Pur volendo distinguere nettamente unioni omosessuali e matrimonio naturale, l’obbligo di fedeltà non sarebbe stato – da un punto di vista morale – una “conquista” positiva?

Gentili: L’aver tolto questo punto svilisce questo provvedimento. Se è il tentativo era quello di creare una distinzione col matrimonio, si può dire che sia un tentativo maldestro, il problema come ho già detto è il linguaggio con il quale si è costruita la norma, dove sono troppi i riferimenti al matrimonio. La differenza non si può fondare su questo.

Ora un gruppo di senatori vuole togliere dal Codice Civile anche “l’obbligo di fedeltà” nel matrimonio: cosa ne pensa?

Gentili: Penso che la fedeltà sia la base degli autentici legami umani, vale per l’amicizia, vale anche per le unioni tra persone omosessuali, togliere i riferimenti alla fedeltà come valore, mi pare sia un ritorno al ’68, il brodo di coltura alla base dello svilimento dell’amore sponsale. Il Beato Paolo VI nella Humanae Vitae al numero 9 afferma che “dalla fedeltà come da una sorgente scaturisce una intima e duratura felicità”. Chiudere alla porta alla fedeltà vuol dire chiudere le porte alla felicità.

Se venisse meno anche questo elemento che deriva dal Codice di diritto canonico (dopo divorzio, divorzio breve, unioni civili, aborto) la Chiesa non potrebbe valutare l’ipotesi di rinunciare al matrimonio concordatario per distinguere in modo netto la propria proposta di vita da quella della società secolarizzata?

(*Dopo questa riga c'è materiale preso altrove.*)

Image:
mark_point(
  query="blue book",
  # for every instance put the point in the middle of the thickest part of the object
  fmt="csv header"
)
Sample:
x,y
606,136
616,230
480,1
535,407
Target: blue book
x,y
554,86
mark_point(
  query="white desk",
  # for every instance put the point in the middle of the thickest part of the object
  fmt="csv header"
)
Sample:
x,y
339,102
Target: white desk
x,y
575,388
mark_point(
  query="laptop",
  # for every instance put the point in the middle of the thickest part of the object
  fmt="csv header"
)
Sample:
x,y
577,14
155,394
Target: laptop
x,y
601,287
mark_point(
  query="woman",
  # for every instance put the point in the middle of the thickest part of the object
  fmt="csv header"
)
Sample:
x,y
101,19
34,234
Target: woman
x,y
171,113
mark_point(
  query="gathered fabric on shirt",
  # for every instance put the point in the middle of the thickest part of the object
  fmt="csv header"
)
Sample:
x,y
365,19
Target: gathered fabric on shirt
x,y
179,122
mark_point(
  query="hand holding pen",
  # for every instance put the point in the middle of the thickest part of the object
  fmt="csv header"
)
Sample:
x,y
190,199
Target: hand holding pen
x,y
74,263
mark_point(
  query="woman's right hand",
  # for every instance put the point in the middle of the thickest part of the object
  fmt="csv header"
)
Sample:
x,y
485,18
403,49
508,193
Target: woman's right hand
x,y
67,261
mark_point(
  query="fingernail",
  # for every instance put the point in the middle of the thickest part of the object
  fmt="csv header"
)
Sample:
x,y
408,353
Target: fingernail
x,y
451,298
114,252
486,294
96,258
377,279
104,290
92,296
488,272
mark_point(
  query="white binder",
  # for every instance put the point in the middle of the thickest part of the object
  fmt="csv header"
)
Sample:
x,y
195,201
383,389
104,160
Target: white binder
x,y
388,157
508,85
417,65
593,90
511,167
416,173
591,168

Gentili: Il matrimonio è un diritto naturale, la chiesa riconosce la gradualità dei percorsi e quindi si impegna a non spegnere la candela tremolante ma cercare di tornare alla brace più calda e rovente. Molti matrimoni falliscono perché poco accompagnati tanto dalla comunità sociale, dallo Stato che nulla fa per la conciliazione vita-lavoro, per la natalità, per contribuire alle famiglie quanto da quella cristiana, delle parrocchie che spesso non sostengono il cammino degli sposi e tanto meno li aiutano quando c’è una difficoltà. Per cui la soluzione è quella di riscoprire la forza dell’amore di Dio, è più importante per noi annunciare con forza e con credibilità che il “per sempre” è alla portata di tutti, piuttosto che fare una battaglia sul mero legalismo.